We’ve all been there. It’s Monday morning, and you’ve run out of lives to continue playing the endless “snooze” game with your alarm clock before peeling yourself off the bed and preparing for work. Adding to the equation is a sore throat the likes of which you’ve never experienced, ultimately leading you to the unfortunate detour to the nearest urgent care before heading into work. Hours are then spent in a packed room, waiting for an evaluation that may only last a few minutes to finally receive a prescription for an antibiotic.
Employers understandably dread this common scenario, as an employee stuck in this process equates to lost productivity and characteristically costly medical encounters. Consequently, telemedicine services are quickly gaining popularity with employers looking to optimize the throughput of their workplace. In 2016, an annual survey conducted by the National Business Group on Health (NBGH) cited 70% of employers in the U.S. offering telemedicine services in their health benefits package. Another recent study by the NBGH shifts that figure up to an anticipated 90% in 2017, further illustrating the tangible shift towards telehealth utilization in the workplace.

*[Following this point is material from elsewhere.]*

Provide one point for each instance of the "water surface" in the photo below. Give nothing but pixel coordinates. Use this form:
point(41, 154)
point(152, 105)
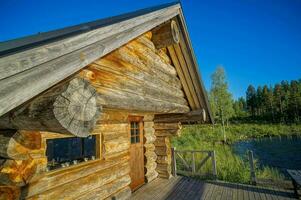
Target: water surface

These projections have been complimented by an increasingly more tolerant stance taken by state legislatures in accepting telehealth services. The Texas Association of Business is a strong example of a group representing state employers that has recently joined pro-telemedicine lobbying efforts in a state often associated with some of the most stringent telehealth laws. You can’t blame them either, given how much time and money there is to be saved by sending employees to an online service for their low-acuity ailments rather than an expensive trip to the ED. Although some employers surmise that it may take a while to catch on, there is truly an undeniable shift towards a more accessible and efficient future in telemedicine.